If you do not click “Set all component statuses project status” the project will be activated but not the components within.

This means that participants will not complete the components and no data will be gathered for them.

Sharing Components

In some cases you may wish to share components that you have pre-made with other users, but this can present difficulties.

Due to the way that data is attributed to components, if you add an owner to your items, they will be able to see and download all of the data collected by an item that you have added them to. This is obviously not what we want for the purposes of data protection, unless the person you are sharing with is a collaborator on your project and entitled to access this data.

What we currently recommend is that, in cases where the person you are sharing with is not authorised to the data collected by your component, is that you duplicate the component using the duplicate button in the component information page:

This new duplicate component is essentially a new component, divorced from the data collected by the previous one. You can now add another owner to this by searching for their name in the box, as shown here:

Once you have added that person you can then press delete next to your own name should you wish to remove yourself.

If you intend to regularly assign the same questionnaires or experiments to level 3 and 4 students for project work, and do not expect them to make their own from scratch each time, it may be an idea to construct your own stock of components and duplicate and share them in this way.

Resetting Passwords

In instances where registered users have forgotten their password they should normally reset the password themselves using the lost password instructions.

In a limited number of cases this will not be an option, for example, if the email inbox of the user in question is not accessible.

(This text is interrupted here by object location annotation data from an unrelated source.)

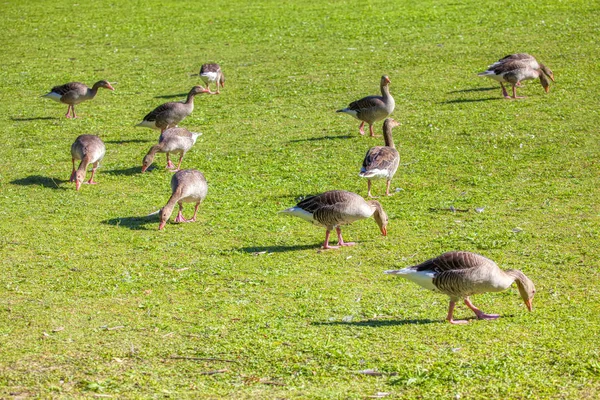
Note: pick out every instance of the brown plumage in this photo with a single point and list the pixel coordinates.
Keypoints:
(168, 115)
(382, 161)
(336, 208)
(74, 93)
(89, 149)
(371, 109)
(515, 68)
(187, 186)
(211, 72)
(460, 274)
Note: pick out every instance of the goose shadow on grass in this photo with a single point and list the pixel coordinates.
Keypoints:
(321, 138)
(126, 171)
(279, 249)
(134, 223)
(129, 141)
(474, 90)
(39, 180)
(379, 323)
(171, 96)
(19, 119)
(470, 100)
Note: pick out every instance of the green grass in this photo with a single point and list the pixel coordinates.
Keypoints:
(296, 322)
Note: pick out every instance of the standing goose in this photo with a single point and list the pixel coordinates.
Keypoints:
(338, 207)
(371, 109)
(460, 274)
(515, 68)
(188, 186)
(382, 161)
(170, 114)
(212, 73)
(74, 93)
(89, 149)
(173, 140)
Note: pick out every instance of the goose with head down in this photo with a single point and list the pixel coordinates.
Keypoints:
(89, 149)
(336, 208)
(187, 186)
(168, 115)
(73, 93)
(371, 109)
(460, 274)
(382, 161)
(173, 140)
(516, 68)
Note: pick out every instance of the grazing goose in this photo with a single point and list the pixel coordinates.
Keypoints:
(460, 274)
(173, 140)
(188, 186)
(89, 149)
(170, 114)
(338, 207)
(371, 109)
(382, 161)
(74, 93)
(515, 68)
(212, 73)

Researcher status accounts also have permission to reset some passwords, found by searching in the “Participant Data” section in the admin page, but they should limit this to resetting the passwords of their own students or participants.

You must be satisfied that the account holder is the person requesting the change of password.

In terms of students conducting research projects I would recommend that they present themselves to you in person and/or produce a valid student ID to request a password change as these students have access to participant data.

To change a password, you can either:

  • Navigate to Researchers, then Admin and finally to Participants and search for either the entire or partial username or ID number and click “reset password” or

  • Find your student under your supervisory list by going to Researchers, then Admin, then Supervision and selecting their name from the list and selecting “reset password.

The new password will be displayed on the page straight away on the page:


This password is supposed to be temporary, but it does not expire. It should be changed as soon as possible as it will have likely be communicated via e-mail or will have been written down.